While flooding is terrifying and dangerous, the bigger issue is the drying out of areas that are already arid. Wild fires expand. Groundwater drops. Lakes turn into holes in the ground. River beds shrink.
We’re seeing photos of these types of distressing images all over the world. They become more frequent as we encroach and expand our human habitat.
Put up more buildings, and everyone in that building needs to use the bathroom, drink water and wash their hands at some point. That doesn’t make the water disappear, as all that comes back to the sewers as wastewater and can ultimately be reused after filtration and cleansing systems are applied.
In contrast, water disappears at an alarming rate because we want to green-ify our world. We love to have the lawn looking sharp. We want to grow flowers where only cactuses should flourish. We plant trees in dessert sand. We farm in areas that don’t get enough rain to support crops. None of this is good. We continue influencing local environments in ways conducive to human ends. Our thoughts are not about longer term sustainability or what other creatures should live where we live.
Better minds than mine work on projects speak out to rectify some of these increasingly dire situations. Some will likely succeed, hopefully on a wide scale. Others could prove useless. At least the effort is being made.
When you talk about the coming water wars with people, many come up with two solutions: 1) Build pipelines from where the water is to where it isn’t, and 2) develop desalination techniques. Both hold potential, but also face pitfalls.

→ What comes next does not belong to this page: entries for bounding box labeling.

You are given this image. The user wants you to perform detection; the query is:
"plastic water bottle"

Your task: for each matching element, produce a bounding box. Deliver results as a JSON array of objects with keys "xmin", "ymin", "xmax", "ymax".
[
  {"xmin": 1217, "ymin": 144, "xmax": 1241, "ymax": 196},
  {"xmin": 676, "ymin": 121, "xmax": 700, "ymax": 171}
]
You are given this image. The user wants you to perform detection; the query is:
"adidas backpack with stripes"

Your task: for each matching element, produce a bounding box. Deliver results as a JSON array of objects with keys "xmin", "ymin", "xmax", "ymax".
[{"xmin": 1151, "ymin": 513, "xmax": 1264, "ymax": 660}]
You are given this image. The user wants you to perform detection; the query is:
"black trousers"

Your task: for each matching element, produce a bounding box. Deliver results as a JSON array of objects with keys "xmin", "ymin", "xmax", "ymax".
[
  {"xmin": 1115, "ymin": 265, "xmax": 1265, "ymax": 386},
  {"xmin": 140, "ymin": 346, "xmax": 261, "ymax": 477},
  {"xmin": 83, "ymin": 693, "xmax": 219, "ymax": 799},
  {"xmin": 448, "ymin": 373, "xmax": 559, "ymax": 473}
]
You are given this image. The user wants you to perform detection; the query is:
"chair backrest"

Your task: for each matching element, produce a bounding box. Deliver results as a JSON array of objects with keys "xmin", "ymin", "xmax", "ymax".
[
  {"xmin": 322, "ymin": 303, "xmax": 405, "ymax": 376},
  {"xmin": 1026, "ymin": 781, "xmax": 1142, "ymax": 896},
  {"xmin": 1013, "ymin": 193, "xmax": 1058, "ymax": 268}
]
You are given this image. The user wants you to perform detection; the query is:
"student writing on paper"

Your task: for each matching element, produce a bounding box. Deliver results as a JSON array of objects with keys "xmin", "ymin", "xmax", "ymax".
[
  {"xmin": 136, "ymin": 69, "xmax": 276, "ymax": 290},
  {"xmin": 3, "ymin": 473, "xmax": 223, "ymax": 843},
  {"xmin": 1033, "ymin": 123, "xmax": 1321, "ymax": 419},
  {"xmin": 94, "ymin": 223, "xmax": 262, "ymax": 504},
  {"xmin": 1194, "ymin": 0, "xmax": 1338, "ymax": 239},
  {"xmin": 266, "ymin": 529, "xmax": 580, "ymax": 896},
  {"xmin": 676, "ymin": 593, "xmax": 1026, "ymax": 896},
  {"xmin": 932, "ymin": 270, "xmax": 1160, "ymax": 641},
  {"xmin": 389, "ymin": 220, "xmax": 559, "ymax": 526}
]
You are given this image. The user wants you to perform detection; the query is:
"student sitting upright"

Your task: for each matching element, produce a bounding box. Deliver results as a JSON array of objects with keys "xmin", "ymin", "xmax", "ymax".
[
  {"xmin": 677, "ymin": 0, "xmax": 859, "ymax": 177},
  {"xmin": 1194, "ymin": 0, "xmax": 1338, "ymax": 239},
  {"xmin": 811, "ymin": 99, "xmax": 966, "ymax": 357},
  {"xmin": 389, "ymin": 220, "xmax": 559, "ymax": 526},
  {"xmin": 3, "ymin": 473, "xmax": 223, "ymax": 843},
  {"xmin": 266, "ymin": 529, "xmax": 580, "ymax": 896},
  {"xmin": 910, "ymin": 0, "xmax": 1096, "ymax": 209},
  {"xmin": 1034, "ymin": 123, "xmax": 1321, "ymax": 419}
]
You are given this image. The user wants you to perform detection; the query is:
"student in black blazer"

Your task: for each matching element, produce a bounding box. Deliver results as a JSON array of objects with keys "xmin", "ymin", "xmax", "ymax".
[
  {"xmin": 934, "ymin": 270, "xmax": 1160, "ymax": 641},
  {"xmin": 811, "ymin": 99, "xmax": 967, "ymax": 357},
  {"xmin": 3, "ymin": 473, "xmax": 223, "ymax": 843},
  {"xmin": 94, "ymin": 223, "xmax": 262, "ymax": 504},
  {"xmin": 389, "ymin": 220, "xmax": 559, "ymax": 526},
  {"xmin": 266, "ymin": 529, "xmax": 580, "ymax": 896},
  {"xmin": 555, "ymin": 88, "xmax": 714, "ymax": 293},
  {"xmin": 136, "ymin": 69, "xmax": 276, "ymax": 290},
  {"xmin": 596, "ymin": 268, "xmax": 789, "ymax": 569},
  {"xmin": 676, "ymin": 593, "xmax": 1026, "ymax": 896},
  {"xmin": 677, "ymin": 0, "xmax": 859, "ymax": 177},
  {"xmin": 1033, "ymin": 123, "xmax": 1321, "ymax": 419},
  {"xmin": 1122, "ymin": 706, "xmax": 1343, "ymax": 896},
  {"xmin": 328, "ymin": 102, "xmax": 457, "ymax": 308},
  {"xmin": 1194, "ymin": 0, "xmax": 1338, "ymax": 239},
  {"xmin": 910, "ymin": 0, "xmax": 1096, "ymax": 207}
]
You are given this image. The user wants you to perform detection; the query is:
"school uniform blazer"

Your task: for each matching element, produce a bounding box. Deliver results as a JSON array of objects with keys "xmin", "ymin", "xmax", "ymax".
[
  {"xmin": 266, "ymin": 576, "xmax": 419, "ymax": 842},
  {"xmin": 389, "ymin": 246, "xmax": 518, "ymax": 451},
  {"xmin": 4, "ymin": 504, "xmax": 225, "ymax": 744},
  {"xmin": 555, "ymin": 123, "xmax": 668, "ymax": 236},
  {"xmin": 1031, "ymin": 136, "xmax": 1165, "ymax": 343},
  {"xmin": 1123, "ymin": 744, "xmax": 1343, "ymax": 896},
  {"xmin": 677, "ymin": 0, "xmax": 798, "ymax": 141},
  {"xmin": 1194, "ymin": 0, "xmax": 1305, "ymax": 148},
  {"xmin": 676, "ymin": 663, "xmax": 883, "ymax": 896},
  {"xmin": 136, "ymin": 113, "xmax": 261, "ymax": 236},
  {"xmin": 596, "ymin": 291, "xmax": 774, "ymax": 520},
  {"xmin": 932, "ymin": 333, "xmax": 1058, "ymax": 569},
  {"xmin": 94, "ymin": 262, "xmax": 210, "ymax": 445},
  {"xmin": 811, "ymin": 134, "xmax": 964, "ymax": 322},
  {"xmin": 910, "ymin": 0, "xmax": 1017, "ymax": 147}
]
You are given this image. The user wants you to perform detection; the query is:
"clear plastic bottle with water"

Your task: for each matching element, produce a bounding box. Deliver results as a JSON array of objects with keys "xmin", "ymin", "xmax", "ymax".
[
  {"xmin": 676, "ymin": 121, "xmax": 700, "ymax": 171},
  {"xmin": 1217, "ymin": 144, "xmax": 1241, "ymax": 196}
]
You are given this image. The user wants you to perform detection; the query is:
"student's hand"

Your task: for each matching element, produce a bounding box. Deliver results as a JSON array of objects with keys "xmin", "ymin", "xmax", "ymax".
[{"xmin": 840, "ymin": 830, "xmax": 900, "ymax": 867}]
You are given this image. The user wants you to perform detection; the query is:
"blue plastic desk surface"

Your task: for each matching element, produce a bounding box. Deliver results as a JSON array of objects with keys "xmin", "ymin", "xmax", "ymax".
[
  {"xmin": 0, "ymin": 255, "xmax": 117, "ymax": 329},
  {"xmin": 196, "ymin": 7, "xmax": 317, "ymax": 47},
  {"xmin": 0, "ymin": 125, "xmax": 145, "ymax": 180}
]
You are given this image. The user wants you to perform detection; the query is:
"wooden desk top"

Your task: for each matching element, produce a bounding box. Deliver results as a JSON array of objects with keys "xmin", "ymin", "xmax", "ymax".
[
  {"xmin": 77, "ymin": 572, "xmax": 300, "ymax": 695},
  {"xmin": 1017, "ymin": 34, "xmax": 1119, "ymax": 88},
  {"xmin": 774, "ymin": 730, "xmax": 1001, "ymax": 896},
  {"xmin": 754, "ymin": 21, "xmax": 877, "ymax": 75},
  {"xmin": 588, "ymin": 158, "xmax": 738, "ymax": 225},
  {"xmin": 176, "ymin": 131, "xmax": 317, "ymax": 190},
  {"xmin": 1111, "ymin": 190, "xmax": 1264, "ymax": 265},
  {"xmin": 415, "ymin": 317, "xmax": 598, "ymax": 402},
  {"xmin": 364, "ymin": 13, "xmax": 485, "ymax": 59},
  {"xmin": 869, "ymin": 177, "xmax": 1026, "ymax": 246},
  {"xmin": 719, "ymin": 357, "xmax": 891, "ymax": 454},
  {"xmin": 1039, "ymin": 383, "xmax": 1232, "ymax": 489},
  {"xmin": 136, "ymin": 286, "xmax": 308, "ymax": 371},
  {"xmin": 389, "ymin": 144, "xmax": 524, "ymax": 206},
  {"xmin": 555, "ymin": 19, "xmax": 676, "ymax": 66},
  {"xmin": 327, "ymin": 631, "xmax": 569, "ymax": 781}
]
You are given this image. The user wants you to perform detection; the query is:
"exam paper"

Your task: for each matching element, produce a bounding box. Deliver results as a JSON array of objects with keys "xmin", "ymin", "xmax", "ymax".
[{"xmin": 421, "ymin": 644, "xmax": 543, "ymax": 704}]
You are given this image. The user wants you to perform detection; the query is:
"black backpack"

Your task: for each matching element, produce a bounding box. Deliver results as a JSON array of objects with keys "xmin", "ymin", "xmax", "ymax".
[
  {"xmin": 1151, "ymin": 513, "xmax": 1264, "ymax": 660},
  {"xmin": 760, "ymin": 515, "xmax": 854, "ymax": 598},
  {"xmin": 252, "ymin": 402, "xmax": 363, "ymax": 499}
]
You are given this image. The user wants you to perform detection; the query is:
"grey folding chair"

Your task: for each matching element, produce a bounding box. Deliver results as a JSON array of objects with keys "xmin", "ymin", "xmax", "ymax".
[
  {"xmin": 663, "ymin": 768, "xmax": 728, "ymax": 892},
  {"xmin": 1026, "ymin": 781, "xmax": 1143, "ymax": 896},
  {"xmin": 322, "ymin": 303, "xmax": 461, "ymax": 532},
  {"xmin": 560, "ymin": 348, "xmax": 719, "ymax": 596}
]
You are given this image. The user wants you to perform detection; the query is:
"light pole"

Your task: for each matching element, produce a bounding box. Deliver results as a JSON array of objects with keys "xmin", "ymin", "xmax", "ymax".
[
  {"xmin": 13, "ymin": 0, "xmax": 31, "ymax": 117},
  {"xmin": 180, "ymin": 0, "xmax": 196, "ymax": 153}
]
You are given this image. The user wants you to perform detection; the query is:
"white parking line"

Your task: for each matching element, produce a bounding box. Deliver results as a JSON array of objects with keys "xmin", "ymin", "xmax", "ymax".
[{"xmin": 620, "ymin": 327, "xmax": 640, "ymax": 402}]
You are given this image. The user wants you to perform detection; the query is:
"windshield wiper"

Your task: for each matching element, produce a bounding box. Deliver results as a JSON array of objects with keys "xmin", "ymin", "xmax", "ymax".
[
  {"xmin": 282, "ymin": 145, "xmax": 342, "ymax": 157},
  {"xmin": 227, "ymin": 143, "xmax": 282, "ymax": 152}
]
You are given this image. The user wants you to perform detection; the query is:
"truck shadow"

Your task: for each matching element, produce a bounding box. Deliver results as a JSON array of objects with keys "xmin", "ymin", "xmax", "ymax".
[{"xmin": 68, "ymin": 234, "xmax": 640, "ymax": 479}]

For pipelines, you’d have to get agreement from a water rich area to send that resource hundreds or thousands of miles away to where it is more needed. That is going to be a fight.
For desalination techniques, the issue is cost. It can be done, but it the price is astronomical.
Which puts us back to the question for those increasingly drought-stricken areas we see highlighted in red on the weather maps around the world, “Is there some other way to store/save scarce water so it can be used when needed?”
My two cents might sound weird. But who knows, perhaps it is workable. We can let the engineers decide.
Typically in extra dry areas, when it does rain, it pours. This runs off and overflows streams, roads, ponds. The water just runs off like a stray dog who sees fat squirrel.
What we need is a gigantic funnel. We should build these in climates where it is dry, but prone to thunderstorms, like west Texas. The huge funnel captures torrential rains, runs it through a filtration device, then pumps it into the local groundwater supply to recharge it.
This prevents future evaporation and rebuilds the water table. It allows the water to be used later for the surrounding communities, their ranchers and farmers.
We water our lawn, and after the soaking, it evaporates. That happens on millions of yards a day, on golf courses, college campuses, and the landscapes surrounding many businesses. We water and water and water.
That water is not going to be around forever. It gets depleted from lakes and groundwater supplies. It evaporates in hot/dry climates. If we don’t come up with some smart solutions, the human tribe is going to start migrating again, because if you take water and electricity away from the Southwestern part of the U.S., no one could live there.
We were nomads once, and could become nomads again.